Carlos Lee – 1-for-4 with a grand slam. 2nd day in a row with a homer. Looks like Chuck Lee is the Flavor Flav of the week for power.
Colby Rasmus – 1-for-3, 3 RBIs with his 2nd homer in two games. You can keep beating down Colby, but he’s a Survivor.
Yadier Molina – The youngest member of the Flying Molina Bros. has now hit a homer in three straight games.
Lance Berkman – Big Puma is out for a day or two with a rotator cuff strain. Coincidentally, my Mercury Cougar’s out for a day or two with an alternator issue. Nothing a little mustache grease can’t fix.
Jose Altuve – 3-for-4, now hitting .412 since his call up. If you’re having issues with your middle infidel, could be worth the flyer.
Mark Buehrle – 6 IP, 0 ER, 11 baserunners, 4 Ks. Season ERA at 3.22. Him and Danks are like Trader Joe’s wine. Are you impressing anyone with it? Nope, but it does get the job done and it’s not as bad as you think.
Sergio Santos – Didn’t get the save because Ozzie had Sale open the ninth in a 3-run game. After the game, Ozzie tweeted, “My H2H opponent has Santos. #sorryputas”
Juan Pierre – 2-for-5 with his 16th steal and 12th caught stealing. Jonah Hill in Moneyball would not be impressed.
Jason Vargas – 4 IP, 4 ER. I said this last time, but not everyone reads every day. I get it, you have to tend to your crops in Farmville. Either way, Vargas is no longer ownable in most mixed leagues.
Kevin Youkilis – Left Monday’s contest with hamstring tightness. The Jewish Youkilis should know better than to mess with hamstrings.

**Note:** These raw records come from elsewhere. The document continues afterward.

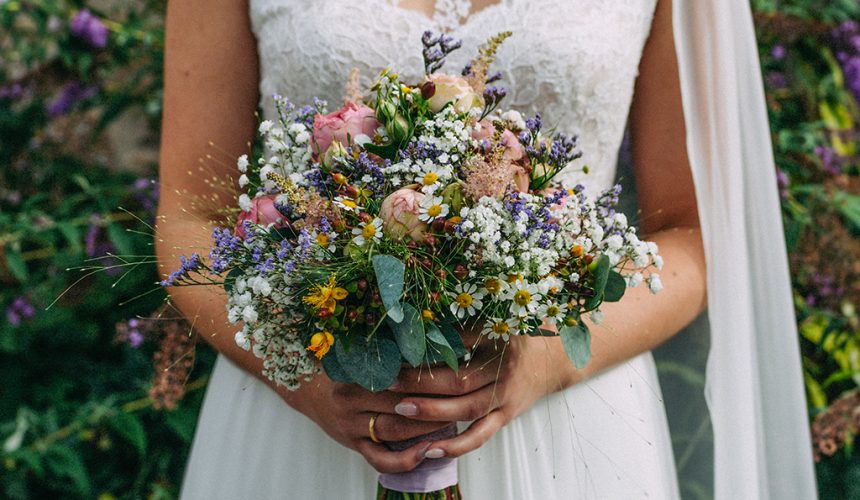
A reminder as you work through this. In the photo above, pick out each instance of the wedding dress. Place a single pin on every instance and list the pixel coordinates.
(575, 62)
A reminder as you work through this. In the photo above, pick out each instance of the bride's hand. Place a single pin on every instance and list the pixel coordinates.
(499, 383)
(344, 411)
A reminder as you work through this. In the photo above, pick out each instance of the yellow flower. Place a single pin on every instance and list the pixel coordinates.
(326, 296)
(321, 342)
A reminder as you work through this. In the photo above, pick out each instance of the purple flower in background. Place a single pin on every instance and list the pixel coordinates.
(71, 94)
(778, 52)
(89, 28)
(20, 309)
(846, 40)
(12, 92)
(831, 162)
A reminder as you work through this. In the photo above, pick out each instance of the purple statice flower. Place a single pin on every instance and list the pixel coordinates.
(224, 252)
(187, 266)
(71, 94)
(831, 162)
(494, 77)
(89, 28)
(19, 310)
(436, 48)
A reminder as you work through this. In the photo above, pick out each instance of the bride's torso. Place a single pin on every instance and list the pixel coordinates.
(575, 61)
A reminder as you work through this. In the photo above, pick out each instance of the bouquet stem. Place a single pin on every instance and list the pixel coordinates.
(433, 479)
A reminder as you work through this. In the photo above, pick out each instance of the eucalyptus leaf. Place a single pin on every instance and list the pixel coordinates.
(615, 287)
(372, 364)
(409, 335)
(577, 343)
(438, 348)
(334, 369)
(390, 277)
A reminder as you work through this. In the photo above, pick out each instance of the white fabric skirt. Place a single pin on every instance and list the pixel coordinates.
(606, 438)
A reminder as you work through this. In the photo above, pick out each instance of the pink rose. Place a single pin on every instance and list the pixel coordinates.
(344, 126)
(456, 89)
(399, 213)
(513, 147)
(263, 212)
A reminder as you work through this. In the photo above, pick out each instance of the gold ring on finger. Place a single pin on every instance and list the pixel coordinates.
(371, 430)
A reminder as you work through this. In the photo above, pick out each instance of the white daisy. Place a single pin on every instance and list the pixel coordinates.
(467, 300)
(429, 178)
(324, 241)
(524, 298)
(432, 208)
(552, 312)
(370, 231)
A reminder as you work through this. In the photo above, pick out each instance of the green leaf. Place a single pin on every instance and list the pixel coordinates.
(64, 461)
(409, 335)
(438, 348)
(453, 337)
(615, 287)
(600, 269)
(577, 343)
(334, 369)
(128, 426)
(372, 364)
(389, 277)
(387, 151)
(16, 264)
(120, 240)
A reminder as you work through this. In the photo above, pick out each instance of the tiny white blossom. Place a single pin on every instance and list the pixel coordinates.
(370, 231)
(242, 163)
(249, 315)
(245, 202)
(242, 341)
(654, 283)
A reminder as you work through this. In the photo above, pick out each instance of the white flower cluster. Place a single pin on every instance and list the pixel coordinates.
(526, 241)
(446, 133)
(259, 300)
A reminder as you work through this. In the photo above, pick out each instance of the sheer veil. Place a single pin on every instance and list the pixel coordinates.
(754, 387)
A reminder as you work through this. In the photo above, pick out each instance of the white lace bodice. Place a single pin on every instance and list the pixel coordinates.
(575, 61)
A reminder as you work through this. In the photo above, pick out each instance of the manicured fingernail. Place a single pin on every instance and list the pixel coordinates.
(434, 453)
(406, 409)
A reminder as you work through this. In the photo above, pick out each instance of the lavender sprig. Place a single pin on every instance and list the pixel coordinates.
(436, 48)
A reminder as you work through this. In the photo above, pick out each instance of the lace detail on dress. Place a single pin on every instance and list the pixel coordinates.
(575, 61)
(447, 14)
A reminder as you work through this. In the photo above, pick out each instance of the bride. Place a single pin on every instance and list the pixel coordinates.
(686, 75)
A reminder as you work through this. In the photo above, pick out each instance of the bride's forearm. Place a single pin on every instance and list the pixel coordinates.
(642, 320)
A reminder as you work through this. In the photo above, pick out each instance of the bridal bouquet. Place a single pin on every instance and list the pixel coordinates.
(370, 236)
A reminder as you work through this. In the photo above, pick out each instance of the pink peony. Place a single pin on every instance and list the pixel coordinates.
(399, 213)
(454, 89)
(344, 126)
(513, 147)
(262, 212)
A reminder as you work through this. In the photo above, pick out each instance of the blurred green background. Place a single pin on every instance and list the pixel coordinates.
(99, 394)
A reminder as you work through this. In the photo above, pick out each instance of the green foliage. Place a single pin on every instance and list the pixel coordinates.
(75, 419)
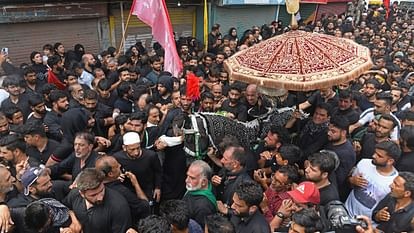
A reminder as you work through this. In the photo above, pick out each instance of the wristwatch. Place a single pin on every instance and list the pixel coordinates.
(280, 215)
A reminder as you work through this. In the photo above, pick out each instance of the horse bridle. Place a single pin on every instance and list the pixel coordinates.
(199, 155)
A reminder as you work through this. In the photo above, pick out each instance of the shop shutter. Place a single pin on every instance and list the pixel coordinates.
(23, 38)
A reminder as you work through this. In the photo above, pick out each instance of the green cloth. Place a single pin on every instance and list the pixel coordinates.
(205, 192)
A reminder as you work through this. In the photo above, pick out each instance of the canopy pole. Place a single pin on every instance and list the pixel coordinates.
(124, 28)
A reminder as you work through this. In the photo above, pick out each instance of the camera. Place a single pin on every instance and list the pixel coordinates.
(339, 218)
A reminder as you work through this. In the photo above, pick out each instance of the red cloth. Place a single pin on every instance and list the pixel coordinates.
(155, 14)
(52, 78)
(274, 201)
(193, 86)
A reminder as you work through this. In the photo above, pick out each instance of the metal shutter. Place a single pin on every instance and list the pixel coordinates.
(23, 38)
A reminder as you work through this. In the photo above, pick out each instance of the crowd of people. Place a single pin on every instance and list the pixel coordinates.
(93, 142)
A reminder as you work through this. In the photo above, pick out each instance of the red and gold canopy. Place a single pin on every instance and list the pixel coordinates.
(300, 61)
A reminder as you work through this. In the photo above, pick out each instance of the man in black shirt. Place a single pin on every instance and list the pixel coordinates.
(16, 98)
(83, 157)
(233, 106)
(39, 146)
(406, 161)
(144, 164)
(52, 120)
(199, 197)
(36, 183)
(214, 39)
(345, 107)
(256, 104)
(339, 143)
(137, 201)
(395, 213)
(231, 175)
(320, 166)
(247, 216)
(98, 209)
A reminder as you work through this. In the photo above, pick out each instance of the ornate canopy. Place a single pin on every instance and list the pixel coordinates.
(299, 61)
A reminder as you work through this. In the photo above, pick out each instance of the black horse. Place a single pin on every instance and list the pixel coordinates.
(202, 130)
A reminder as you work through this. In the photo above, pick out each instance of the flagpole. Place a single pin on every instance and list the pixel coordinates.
(316, 14)
(277, 12)
(205, 26)
(122, 43)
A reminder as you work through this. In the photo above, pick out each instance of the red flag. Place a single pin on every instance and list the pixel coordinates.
(154, 13)
(387, 8)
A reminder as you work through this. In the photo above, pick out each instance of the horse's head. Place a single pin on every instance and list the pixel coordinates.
(196, 141)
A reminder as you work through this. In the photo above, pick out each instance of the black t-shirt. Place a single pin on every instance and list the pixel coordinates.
(199, 207)
(406, 162)
(239, 111)
(43, 156)
(113, 215)
(147, 169)
(400, 220)
(328, 193)
(139, 208)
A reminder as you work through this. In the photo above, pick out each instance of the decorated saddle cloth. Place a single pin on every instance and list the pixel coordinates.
(219, 126)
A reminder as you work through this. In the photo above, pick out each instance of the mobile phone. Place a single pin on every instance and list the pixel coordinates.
(5, 51)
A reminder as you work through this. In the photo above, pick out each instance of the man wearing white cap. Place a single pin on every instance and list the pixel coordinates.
(143, 163)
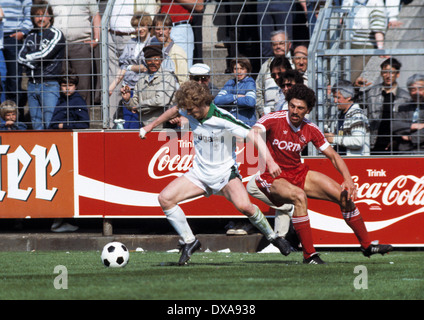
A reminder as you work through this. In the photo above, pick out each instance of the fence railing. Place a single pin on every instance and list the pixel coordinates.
(219, 32)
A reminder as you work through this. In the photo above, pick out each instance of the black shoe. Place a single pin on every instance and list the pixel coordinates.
(314, 259)
(283, 245)
(374, 248)
(187, 250)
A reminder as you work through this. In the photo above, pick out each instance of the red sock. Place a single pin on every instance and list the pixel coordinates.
(303, 230)
(356, 223)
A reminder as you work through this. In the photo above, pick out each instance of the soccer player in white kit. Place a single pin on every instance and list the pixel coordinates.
(287, 134)
(214, 169)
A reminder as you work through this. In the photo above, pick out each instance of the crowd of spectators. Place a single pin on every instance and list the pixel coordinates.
(152, 50)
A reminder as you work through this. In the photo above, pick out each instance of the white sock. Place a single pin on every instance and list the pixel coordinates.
(260, 222)
(177, 219)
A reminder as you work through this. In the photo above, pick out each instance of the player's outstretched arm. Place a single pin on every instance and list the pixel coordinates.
(255, 135)
(166, 116)
(341, 166)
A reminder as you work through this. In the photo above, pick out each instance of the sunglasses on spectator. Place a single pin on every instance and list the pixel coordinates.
(287, 85)
(199, 78)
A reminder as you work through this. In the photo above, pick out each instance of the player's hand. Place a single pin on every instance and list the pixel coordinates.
(144, 131)
(126, 93)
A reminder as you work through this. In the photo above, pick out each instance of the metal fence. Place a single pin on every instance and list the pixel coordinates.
(218, 32)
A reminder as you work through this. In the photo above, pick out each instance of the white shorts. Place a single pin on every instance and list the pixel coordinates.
(211, 188)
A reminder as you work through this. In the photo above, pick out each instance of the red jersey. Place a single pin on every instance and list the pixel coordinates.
(176, 11)
(285, 143)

Desmond Jennings – 2-for-4 with his 3rd steal. I’m gonna photocopy Jennings’ face onto a thousand doilies and fashion a dress out of it, then walk around singing, “Don’t mess with my Desmond Tutu!”
Rubby de la Rosa – 6 IP, 1 ER, 7 baserunners, 5 Ks. Now has an ERA of 3.49. I have my shades drawn so my solar calculator doesn’t work, but could someone tell me the collective ERA for all starters in the NL West?
Aaron Harang – 6 IP, 4 ER, 10 baserunners, 2 Ks. The Harangutan now has 9 wins and a 3.45 ERA. Boy am I glad I drafted Liriano!
Cameron Maybin – Out for a few games with a strained hip flexor. When he returns, his coming up to bat song will no longer be The Twist.
Kyle Blanks – 7 Ks in 13 ABs. He fills in the blanks with K’s. Yi_es! Quit stri_ing out, you motherfuc_er!